Quelques semaines seulement après sa mort à Zolder, on rebaptisa le circuit de Montréal le circuit Gilles-Villeneuve, en plus d'y peindre "Salut Gilles" sur la ligne de départ pour lui rendre hommage.
La passion de la course auto coulait aussi dans les veines de Jacques. Après un passage en Formule 3, Jacques connaîtra deux brillantes saisons en CART, terminant d'abord sixième du classement (et deuxième des 500 milles d'Indianapolis) en 1994 avant de remporter les 500 milles et le titre l'année suivante.
En pleine ascension et rejoignant l'écurie de l'heure en F1 - Williams-Renault - Jacques a tout ce qu'il faut pour viser les plus hauts sommets. Il décrochera d'ailleurs la position de tête à sa toute première épreuve, devenant seulement le troisième pilote de l'histoire à réussir l'exploit.

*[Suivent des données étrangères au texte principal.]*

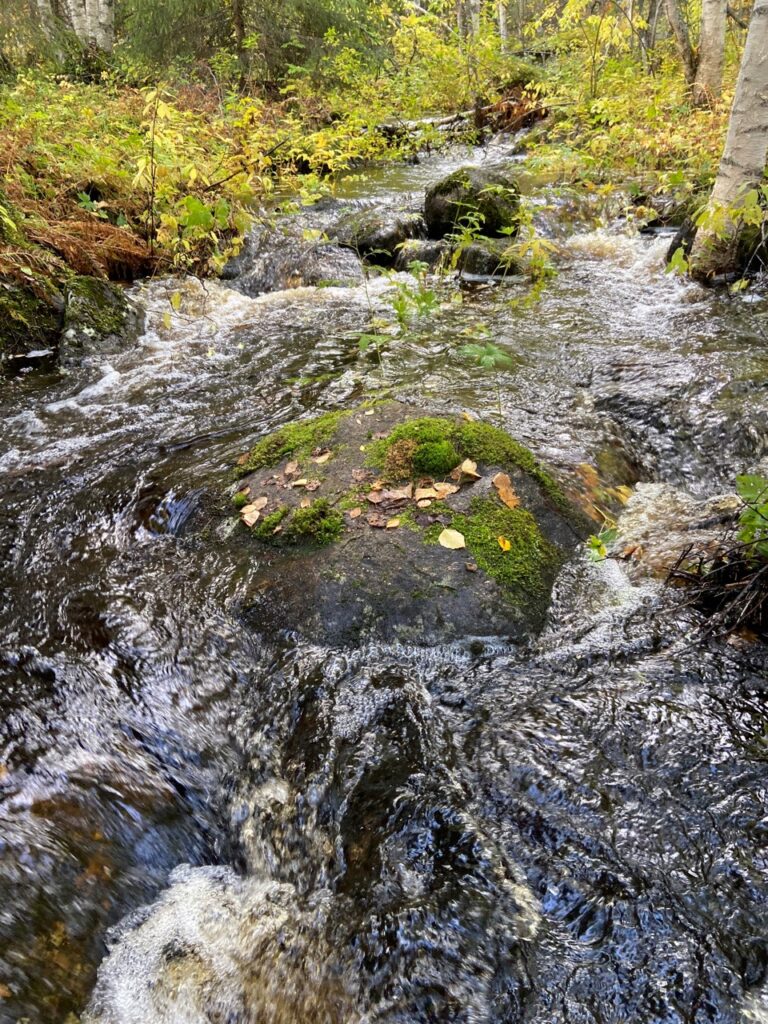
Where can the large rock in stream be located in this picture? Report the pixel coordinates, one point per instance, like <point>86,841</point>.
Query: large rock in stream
<point>491,196</point>
<point>382,523</point>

Il ne pourra rééditer l'exploit de son père de remporter la course de Montréal, son meilleur résultat étant une deuxième place en 1996. Mais l'année suivante, Jacques réalisera un rêve inachevé par Gilles, soit celui de remporter le titre au terme d'une lutte de tous les instants avec Michael Schumacher.
L'arrivée du Grand Prix au Canada a permis à plusieurs pilotes, dont Gilles, de rêver à la prestigieuse série. Ses exploits par la suite ont consolidé les succès de l'épreuve, tout en ouvrant la voie à plusieurs autres générations de pilotes.